Next September, Alvin will be transported by ship to Puerto Rico, where it will begin its first wet tests. Over the course of a week, Alvin and its crew will dive progressively deeper in roughly 500 meter increments. By the end of the week, Alvin will have reached its maximum depth and touched the seafloor in the abyssal trenches off the Puerto Rican coast. If the tests go well, the Navy will officially authorize Alvin for regular crewed expeditions to that depth, and the submarine will spend most of the next five years in the water around the US conducting scientific research until its dragged back to Massachusetts for its regular tuneup.

The expedition in Puerto Rico will be the first time that Alvin has ventured into the hadal zone, the deepest and least understood region of the ocean. The hadal zone is dark, cold, and the ambient pressure is up to 1,000 times higher than on the air pressure at the surface. Life is scarce here. A few species of fish can exist up to around 8,000 meters below the surface, but the deepest regions of the hadal zone are occupied entirely by invertebrates and microscopic organisms.

Altogether, the world’s hadal trenches occupy an area larger than Australia, but scientists have only just begun to discover what lurks in their depths. The hadal zone extends from 6,000 to 11,000 meters below the surface, and only a dozen people in history have made it to the very bottom. The deepest spot in the ocean, known as the Marianas Trench, received its first visitors in 1960 and wasn’t visited again until the last decade, when filmmaker James Cameron and the adventurer Victor Vescovo made independent dives to the end of the abyss. Although Alvin will only be skimming the surface of the hadal zone, it will be one of only a handful of human-rated crafts that are capable of going that deep.

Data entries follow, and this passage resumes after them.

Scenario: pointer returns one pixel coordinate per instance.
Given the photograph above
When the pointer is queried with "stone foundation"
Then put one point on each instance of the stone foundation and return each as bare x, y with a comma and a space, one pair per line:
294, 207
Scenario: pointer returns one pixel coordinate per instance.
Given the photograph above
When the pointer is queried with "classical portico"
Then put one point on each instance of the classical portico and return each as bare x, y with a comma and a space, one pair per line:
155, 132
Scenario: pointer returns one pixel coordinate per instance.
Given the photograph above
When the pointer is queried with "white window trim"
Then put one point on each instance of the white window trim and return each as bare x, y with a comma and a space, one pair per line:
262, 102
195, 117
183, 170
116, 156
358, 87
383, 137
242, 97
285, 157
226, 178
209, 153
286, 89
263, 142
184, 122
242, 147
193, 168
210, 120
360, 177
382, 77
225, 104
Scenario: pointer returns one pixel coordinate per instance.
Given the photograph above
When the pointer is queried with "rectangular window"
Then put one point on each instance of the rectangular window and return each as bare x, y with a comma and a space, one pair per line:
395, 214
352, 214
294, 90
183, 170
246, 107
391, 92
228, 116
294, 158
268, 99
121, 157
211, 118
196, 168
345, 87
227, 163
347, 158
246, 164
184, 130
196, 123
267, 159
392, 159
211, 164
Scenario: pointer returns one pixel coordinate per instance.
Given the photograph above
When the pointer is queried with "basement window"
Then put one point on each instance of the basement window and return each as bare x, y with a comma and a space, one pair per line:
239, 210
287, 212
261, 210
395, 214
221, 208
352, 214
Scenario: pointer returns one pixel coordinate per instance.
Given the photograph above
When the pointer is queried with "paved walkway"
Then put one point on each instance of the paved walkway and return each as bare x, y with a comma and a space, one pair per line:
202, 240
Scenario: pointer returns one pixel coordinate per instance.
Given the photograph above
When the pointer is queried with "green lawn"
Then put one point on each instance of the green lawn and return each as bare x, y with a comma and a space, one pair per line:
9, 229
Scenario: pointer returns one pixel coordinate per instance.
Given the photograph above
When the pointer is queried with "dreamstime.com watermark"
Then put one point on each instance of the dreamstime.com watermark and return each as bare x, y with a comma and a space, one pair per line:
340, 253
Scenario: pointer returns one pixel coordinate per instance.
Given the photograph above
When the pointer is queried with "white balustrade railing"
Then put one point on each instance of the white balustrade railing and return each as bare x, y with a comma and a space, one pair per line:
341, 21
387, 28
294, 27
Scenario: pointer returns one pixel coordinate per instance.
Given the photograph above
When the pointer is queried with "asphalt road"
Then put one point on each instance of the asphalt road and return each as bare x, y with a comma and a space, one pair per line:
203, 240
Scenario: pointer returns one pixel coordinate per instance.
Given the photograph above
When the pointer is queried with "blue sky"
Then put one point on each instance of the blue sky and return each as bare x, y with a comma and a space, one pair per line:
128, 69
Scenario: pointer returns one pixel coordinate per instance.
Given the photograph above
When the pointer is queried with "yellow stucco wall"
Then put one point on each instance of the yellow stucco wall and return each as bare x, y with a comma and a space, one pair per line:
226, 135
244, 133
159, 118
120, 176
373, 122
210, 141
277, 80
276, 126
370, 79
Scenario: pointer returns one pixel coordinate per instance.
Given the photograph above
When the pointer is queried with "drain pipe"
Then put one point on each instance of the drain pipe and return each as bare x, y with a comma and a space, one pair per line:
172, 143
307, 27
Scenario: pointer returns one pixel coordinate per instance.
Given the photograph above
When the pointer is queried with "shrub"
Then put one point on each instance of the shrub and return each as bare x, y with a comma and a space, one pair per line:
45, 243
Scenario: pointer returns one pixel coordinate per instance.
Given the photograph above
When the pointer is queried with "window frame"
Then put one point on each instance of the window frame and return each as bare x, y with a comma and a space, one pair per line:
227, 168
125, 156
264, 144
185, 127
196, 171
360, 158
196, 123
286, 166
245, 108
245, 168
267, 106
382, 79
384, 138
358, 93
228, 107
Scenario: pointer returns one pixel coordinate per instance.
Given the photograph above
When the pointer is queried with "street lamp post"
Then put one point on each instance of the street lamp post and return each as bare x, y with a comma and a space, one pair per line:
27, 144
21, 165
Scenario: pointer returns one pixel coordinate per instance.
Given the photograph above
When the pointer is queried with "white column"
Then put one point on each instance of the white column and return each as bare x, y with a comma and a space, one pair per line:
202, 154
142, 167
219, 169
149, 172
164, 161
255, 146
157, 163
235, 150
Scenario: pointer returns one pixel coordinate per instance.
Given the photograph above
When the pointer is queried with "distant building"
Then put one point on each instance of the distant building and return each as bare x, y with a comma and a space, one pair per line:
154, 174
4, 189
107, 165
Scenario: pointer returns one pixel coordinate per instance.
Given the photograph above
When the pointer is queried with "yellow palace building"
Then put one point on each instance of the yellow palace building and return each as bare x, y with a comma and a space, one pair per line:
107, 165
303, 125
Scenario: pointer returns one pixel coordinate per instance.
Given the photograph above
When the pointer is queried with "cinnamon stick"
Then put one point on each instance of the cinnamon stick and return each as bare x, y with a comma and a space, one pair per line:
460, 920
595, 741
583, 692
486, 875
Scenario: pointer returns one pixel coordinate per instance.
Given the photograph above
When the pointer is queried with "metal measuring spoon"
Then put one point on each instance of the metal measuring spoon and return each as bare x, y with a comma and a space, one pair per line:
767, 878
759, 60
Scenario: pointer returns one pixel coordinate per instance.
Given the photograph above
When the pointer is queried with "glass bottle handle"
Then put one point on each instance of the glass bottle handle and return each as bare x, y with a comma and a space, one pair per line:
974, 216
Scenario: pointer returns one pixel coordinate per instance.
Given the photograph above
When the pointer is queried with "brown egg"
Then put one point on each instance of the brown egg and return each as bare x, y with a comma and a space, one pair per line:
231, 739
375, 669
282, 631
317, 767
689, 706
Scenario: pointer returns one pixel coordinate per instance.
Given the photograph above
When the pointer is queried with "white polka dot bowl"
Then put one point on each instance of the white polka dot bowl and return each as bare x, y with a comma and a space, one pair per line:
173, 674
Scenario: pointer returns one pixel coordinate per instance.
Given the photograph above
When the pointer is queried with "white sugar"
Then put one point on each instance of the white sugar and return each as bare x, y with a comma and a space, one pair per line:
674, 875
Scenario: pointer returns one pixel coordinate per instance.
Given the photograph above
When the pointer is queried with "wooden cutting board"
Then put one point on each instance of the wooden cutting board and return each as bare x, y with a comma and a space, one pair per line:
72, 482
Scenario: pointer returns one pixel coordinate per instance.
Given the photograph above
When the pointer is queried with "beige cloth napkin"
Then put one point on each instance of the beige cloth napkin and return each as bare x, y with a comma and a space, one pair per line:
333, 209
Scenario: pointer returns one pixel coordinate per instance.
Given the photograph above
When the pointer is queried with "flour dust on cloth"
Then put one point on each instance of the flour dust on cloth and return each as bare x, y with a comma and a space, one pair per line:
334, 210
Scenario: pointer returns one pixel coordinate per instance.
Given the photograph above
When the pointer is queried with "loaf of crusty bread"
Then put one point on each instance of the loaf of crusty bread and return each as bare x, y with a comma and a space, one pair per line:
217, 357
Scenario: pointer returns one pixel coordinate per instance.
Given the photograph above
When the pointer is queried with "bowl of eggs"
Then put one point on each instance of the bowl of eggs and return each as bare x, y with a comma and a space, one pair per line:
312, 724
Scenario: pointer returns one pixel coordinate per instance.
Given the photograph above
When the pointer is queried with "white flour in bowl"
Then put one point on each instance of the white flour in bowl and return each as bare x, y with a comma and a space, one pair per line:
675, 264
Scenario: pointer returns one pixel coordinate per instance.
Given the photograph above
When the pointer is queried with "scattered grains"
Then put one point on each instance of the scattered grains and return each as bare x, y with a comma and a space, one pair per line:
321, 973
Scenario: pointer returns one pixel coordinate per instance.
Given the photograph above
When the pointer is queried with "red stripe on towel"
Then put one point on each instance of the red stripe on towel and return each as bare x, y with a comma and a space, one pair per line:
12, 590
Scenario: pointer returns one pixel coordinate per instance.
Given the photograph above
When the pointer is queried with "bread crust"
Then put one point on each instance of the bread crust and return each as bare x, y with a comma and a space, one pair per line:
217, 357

When it comes to learning about the deep ocean, Alvin’s upgrade couldn’t come soon enough. Marine scientists are in a race to study the bottom of the ocean before it’s irreparably damaged by human activity. The deep ocean absorbs a significant amount of Earth’s carbon dioxide and heat, but the process is poorly understood. It’s still unclear how rising emissions and temperatures will affect the Earth’s feedback loops with the deep ocean, so gathering data from the bottom of the ocean today will be critical for understanding how it will change in the future.

“Our knowledge of this abyssal zone is minimal,” Soule said during a presentation at the annual AGU meeting earlier this month. “We can almost count on discoveries of novel species and new processes each time we venture to these newly accessible depths.”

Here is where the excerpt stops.